The System functioned until 20th Century Politics brought WELFARISM to buy Votes, Universal Suffrage to Spend; and removed the Constitutional Limits on Dictatorial Power. The emergence of Mass Media as Propaganda Unit completed the decay.

PeterCharles said...

Again we disagree, TT. Such events demonstrate only the most minimal of voter control, the chance to get rid of a government that is despised by the majority. Elections do not reflect the consensual wishes and priorities of the electorate only those of the political class. I agree that the last quarter century has seen the policy gap between the three main parties shrink to nothing, but make no mistake, even Thatcher's government was fully signed up to the post WW2 social democratic consensus, scaled backed somewhat, I admit, but it was still overall big government, big state, big welfare, heavy regulation. I'll even admit that it can work quite well, in the short term at least, but not in the long term.

The choice we are presented at elections is between known incompetents and unknown incompetents.

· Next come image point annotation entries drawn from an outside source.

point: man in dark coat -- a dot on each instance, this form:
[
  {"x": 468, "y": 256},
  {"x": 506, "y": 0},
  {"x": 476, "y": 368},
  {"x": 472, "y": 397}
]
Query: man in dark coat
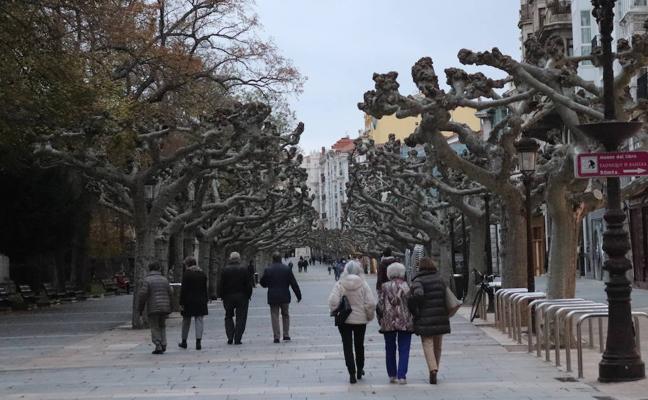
[
  {"x": 385, "y": 262},
  {"x": 193, "y": 299},
  {"x": 235, "y": 288},
  {"x": 278, "y": 278},
  {"x": 156, "y": 294},
  {"x": 428, "y": 306}
]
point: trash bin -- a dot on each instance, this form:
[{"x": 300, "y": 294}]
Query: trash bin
[{"x": 458, "y": 285}]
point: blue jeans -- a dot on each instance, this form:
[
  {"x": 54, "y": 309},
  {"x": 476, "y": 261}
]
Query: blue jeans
[{"x": 404, "y": 339}]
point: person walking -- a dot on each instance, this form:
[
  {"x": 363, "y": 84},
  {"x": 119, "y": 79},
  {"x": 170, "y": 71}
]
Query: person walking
[
  {"x": 353, "y": 285},
  {"x": 279, "y": 279},
  {"x": 235, "y": 288},
  {"x": 428, "y": 307},
  {"x": 396, "y": 322},
  {"x": 155, "y": 294},
  {"x": 385, "y": 261},
  {"x": 193, "y": 301}
]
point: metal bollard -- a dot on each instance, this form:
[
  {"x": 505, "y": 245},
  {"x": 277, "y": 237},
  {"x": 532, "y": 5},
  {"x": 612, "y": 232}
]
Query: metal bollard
[
  {"x": 560, "y": 313},
  {"x": 549, "y": 312},
  {"x": 568, "y": 331}
]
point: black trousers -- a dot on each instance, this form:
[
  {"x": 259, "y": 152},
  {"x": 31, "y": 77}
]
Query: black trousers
[
  {"x": 353, "y": 339},
  {"x": 235, "y": 306}
]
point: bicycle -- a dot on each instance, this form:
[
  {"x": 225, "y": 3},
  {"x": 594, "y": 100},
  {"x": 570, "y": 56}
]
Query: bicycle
[{"x": 484, "y": 288}]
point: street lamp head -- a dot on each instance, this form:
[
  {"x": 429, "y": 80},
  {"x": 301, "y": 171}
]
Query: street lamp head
[{"x": 527, "y": 149}]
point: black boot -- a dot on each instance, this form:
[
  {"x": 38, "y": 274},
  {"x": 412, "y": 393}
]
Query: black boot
[{"x": 433, "y": 377}]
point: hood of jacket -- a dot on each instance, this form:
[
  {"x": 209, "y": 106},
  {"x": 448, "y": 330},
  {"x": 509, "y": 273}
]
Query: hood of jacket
[{"x": 351, "y": 282}]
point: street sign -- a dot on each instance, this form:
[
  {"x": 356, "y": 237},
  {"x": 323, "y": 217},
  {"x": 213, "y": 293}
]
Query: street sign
[{"x": 628, "y": 163}]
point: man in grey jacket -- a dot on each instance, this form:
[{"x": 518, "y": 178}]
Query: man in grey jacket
[{"x": 156, "y": 294}]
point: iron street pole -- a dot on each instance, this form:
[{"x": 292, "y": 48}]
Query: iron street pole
[
  {"x": 489, "y": 256},
  {"x": 527, "y": 179},
  {"x": 621, "y": 361},
  {"x": 527, "y": 149}
]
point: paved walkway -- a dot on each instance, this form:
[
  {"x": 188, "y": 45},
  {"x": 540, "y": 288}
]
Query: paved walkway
[{"x": 118, "y": 364}]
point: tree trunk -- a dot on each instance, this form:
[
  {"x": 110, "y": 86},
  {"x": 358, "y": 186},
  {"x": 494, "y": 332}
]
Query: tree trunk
[
  {"x": 162, "y": 254},
  {"x": 563, "y": 251},
  {"x": 477, "y": 255},
  {"x": 204, "y": 250},
  {"x": 514, "y": 244},
  {"x": 144, "y": 255},
  {"x": 177, "y": 255},
  {"x": 445, "y": 261}
]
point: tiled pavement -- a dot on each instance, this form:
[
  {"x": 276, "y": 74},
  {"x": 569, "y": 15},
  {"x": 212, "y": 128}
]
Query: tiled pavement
[{"x": 117, "y": 364}]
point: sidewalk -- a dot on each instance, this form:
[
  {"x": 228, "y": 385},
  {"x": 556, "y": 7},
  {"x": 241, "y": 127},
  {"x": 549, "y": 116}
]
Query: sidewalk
[
  {"x": 591, "y": 290},
  {"x": 118, "y": 364}
]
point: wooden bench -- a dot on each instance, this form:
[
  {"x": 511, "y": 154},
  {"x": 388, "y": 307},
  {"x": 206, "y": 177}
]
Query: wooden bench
[
  {"x": 5, "y": 302},
  {"x": 110, "y": 287},
  {"x": 52, "y": 293},
  {"x": 72, "y": 291},
  {"x": 27, "y": 294}
]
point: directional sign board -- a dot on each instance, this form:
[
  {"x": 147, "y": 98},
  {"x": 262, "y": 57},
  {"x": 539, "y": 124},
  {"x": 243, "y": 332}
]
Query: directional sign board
[{"x": 629, "y": 163}]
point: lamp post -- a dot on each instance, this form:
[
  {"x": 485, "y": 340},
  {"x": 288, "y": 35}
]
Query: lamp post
[
  {"x": 149, "y": 192},
  {"x": 527, "y": 149},
  {"x": 621, "y": 361}
]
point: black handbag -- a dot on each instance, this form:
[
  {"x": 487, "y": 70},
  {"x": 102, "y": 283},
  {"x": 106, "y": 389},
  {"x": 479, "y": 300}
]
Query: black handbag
[{"x": 342, "y": 312}]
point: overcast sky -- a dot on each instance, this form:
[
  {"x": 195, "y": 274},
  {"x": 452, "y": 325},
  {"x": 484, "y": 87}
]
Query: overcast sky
[{"x": 339, "y": 44}]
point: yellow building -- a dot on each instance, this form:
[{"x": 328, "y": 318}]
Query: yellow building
[{"x": 379, "y": 129}]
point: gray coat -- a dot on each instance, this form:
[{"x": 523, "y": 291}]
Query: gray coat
[
  {"x": 156, "y": 293},
  {"x": 427, "y": 304}
]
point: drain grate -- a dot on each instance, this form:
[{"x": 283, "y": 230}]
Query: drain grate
[{"x": 572, "y": 379}]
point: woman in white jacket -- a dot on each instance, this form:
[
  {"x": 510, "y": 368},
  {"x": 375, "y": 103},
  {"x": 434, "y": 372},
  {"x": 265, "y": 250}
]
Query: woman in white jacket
[{"x": 353, "y": 285}]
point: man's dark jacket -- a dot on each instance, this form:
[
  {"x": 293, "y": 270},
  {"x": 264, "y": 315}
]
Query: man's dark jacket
[
  {"x": 427, "y": 304},
  {"x": 278, "y": 278},
  {"x": 235, "y": 281}
]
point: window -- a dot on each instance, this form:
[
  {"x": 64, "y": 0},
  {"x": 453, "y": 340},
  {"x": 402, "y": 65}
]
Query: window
[
  {"x": 642, "y": 85},
  {"x": 586, "y": 27}
]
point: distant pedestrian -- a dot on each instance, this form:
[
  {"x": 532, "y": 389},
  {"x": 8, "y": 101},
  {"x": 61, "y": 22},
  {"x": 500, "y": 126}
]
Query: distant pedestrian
[
  {"x": 385, "y": 261},
  {"x": 279, "y": 279},
  {"x": 353, "y": 285},
  {"x": 155, "y": 294},
  {"x": 431, "y": 319},
  {"x": 252, "y": 272},
  {"x": 396, "y": 322},
  {"x": 235, "y": 288},
  {"x": 193, "y": 300}
]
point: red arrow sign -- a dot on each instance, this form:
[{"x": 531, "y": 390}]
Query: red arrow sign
[{"x": 629, "y": 163}]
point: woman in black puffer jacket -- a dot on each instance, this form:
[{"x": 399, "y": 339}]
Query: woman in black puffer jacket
[{"x": 428, "y": 306}]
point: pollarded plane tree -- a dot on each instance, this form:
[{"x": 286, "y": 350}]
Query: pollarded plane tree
[
  {"x": 495, "y": 156},
  {"x": 399, "y": 210},
  {"x": 166, "y": 74},
  {"x": 546, "y": 86},
  {"x": 426, "y": 191},
  {"x": 562, "y": 102},
  {"x": 435, "y": 191}
]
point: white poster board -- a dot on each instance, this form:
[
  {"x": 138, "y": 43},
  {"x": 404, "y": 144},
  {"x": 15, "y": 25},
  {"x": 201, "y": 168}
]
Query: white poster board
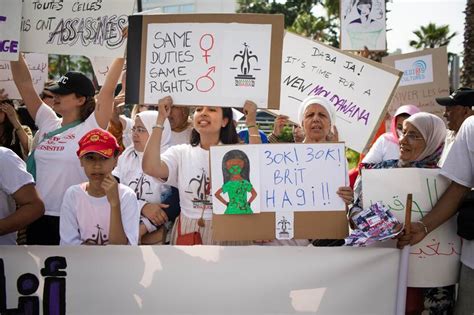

If we as an electorate are generally content as things stand we will vote for the known incompetents else we vote for the unknown in the hope they will do better. I suspect that almost the entire electorate is like me, they can find some policies they agree with from every party but no party has a complete majority and therefore it is always the least despised party that wins which is not a recipe for the reflection of the consensual wishes and priorities of the electorate, as I said.

WitteringsfromWitney said...

PC& TT: " has ever actually bothered to look at the original proposals, strategies and plans and then compared that to what has happened. It is not just a 'hhmmm, maybe' connection either, it's bleedin' obvious to use the vernacular."

Nothing illustrates that more than the latest Cameron story on women in boardrooms. It is being presented as a Cameron initiative when it is no such thing. See:

I tend to side with PC in this discussion, although having said that TT has a point about national politicians, but I would question whether they have but no option to impose policies dictated by Brussels, so in that respect Brussels is not impotent where rule is concerned.

Forgive me both of you for butting in.....

PeterCharles said...

You can butt in WfW, it is your blog after all.

As to TT and myself, well we are rather like medieval prelates here, arguing about the potential distribution of angels on pin heads. I think we both agree our present form of government is inadequate and has neither competence or representative legitimacy while the dominance of the EU is dependent purely on the failings of our own out of touch political class.